The planet is so far away, spaceships travelling close to the speed of light would take 20 years to make the journey. If a rocket was one day able to travel at a tenth of the speed of light, it would take 200 years to make the journey.
Planets orbiting distant stars are too small to be seen by telescopes. Instead, astronomers look for tell-tale gravitational wobbles in the stars that show a planet is in orbit.
The findings come from 11 years of observations at the W. M. Keck Observatory in Hawaii.
The planet orbits a small red star called Gliese 581 in the constellation of Libra. The planet, named Glieseg, is 118,000,000,000,000 miles away - so far away that light from its start takes 20 years to reach the Earth.
It takes just 37 days to orbit its sun which means its seasons last for just a few days. One side of the planet always faces its star and basks in perpetual daylight, while the other is in perpetual darkness.
The most suitable place for life or future human colonists would be in the 'grey' zone - the band between darkness and light that circles the planet.

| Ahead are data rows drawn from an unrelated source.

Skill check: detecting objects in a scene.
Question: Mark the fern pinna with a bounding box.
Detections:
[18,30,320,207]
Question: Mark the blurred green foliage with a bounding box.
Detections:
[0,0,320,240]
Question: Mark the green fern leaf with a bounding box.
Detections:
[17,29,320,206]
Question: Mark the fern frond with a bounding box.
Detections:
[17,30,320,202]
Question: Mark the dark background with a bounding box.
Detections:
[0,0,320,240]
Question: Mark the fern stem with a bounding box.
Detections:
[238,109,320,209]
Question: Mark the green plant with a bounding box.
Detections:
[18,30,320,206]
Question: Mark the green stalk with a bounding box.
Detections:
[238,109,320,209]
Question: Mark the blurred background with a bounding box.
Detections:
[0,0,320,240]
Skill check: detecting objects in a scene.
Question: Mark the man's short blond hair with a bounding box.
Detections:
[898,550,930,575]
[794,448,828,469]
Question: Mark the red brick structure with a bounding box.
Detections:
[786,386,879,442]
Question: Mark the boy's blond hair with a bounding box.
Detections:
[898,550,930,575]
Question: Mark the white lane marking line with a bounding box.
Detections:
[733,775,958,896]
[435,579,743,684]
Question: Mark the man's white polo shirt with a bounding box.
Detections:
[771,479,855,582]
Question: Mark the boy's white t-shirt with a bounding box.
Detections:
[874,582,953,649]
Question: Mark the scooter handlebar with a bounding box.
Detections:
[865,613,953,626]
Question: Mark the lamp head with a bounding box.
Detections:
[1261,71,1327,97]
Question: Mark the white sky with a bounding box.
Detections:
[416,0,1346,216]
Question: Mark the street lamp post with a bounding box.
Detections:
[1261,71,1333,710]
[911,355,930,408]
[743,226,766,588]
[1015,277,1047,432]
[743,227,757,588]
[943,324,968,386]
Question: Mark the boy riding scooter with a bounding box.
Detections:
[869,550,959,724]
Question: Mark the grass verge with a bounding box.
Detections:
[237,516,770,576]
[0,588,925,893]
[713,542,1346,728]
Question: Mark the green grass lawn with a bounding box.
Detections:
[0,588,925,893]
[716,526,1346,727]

'Any emerging life forms would have a wide range of stable climates to choose from and to evolve around, depending on their longitude,' said Dr Vogt who reports the find in the Astrophysical Journal.
If Gliese 581g has a rocky composition similar to the Earth's, its diameter would be about 1.2 to 1.4 times that of the Earth. It's gravity is likely to be similar - allowing a human astronaut to walk on the surface upright without difficulty.
'This planet doesn't have days and nights. Wherever you are on this planet, the sun is in the same position all the time. You have very stable zones where the ecosystem stays the same temperature... basically forever,' Vogt said.
'If life can evolve, it's going to have billions and billions of years to adapt to the surface. Given the ubiquity of water, it seems probable that this thing actually has liquid water. On the surface of the Earth, everywhere you have liquid water you have life,' Vogt added.
Astronomers have now found six planets in orbit around Gliese 581 - the most discovered in a planetary system other than our own solar system.
Like the solar system, the planets orbiting Gliese 581 have mostly circular orbits.
Two of its detected planets have previously been proposed as habitable planets. However they lie at the extremes of the Goldilocks Zone - one on the hot side, the other on the cold side.
Gliese 581g, in contrast, lies right in the middle.
The star has not been given a proper name. It appears in a catalogue of stars compiled by the German astronomer William Gliese where it has been given the reference number 581.
Astronomers name planets found orbiting stars with a letter.
The previous five planets found around Gliese 581 were named b to f, making the latest discovery Gliese 581g.
Its star is a red giant - a massive star near the end of its life. It is too dim to see in the night sky from Earth without a telescope.
Astronomers have found nearly 500 exoplanets - or planets outside our own solar system.
However, almost all are too big, made of gas instead of rock, too hot or too cold for life as we know it.